UNCTAD also notes that there has been a substantial shift in the composition of FDI, from production to services. Services represented an average of around 25% of flows in the 1970s. Thirty years later, that figure is closer to 60%. Furthermore, there has been a broadening out within the services sector from a tight reliance on finance to incorporate a wider array of business services. Offshoring and outsourcing are clearly identified as having played important roles in these developments.
The UNCTAD report focuses closely on the topic of offshoring devoting a chapter to analysing progress in that area. According to Karl Sauvant, director of the Investment, Technology and Enterprise Development Division at UNCTAD in Geneva the rapid development of offshoring represents what he calls "The manifestation of what we call the tradability revolution." Adds Sauvant, "There is an underlying revolution in the ways that services can be produced and consumed. That opens the possibility of there being an international division of labour in the production of services on a scale that is quite large."
The increased tradability of services presents an opportunity for developing countries to attract the capital, skills and technology needed to establish globally competitive industries.
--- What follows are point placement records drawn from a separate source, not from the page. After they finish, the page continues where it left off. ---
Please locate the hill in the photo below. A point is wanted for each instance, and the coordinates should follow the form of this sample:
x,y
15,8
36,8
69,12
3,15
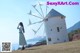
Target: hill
x,y
67,47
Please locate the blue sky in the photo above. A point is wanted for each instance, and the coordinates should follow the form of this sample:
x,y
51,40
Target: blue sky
x,y
14,11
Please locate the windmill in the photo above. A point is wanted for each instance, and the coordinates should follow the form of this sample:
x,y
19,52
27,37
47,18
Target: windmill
x,y
55,25
42,16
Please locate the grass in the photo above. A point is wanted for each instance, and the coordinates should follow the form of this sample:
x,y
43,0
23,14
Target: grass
x,y
67,47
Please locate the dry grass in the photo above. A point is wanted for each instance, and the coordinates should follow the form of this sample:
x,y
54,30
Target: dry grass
x,y
68,47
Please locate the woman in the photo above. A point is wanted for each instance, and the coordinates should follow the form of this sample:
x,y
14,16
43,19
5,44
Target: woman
x,y
22,40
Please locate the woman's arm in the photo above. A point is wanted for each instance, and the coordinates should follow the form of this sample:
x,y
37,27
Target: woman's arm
x,y
18,27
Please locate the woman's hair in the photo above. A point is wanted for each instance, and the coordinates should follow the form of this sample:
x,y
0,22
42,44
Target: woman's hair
x,y
21,24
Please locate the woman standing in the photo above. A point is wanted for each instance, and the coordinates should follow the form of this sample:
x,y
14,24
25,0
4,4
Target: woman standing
x,y
22,41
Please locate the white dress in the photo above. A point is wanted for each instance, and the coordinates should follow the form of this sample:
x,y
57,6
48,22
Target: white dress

Nevertheless, the UNCTAD report emphasises that governments need to strike the right balance between economic efficiency and developmental objectives. Not all services work under the laws free competition and natural monopolies such as roads or railways are susceptible to abuses of market power. Countries have to generate the right mix of policies, attracting services foreign investment, while at the same time minimizing its potential negative effects.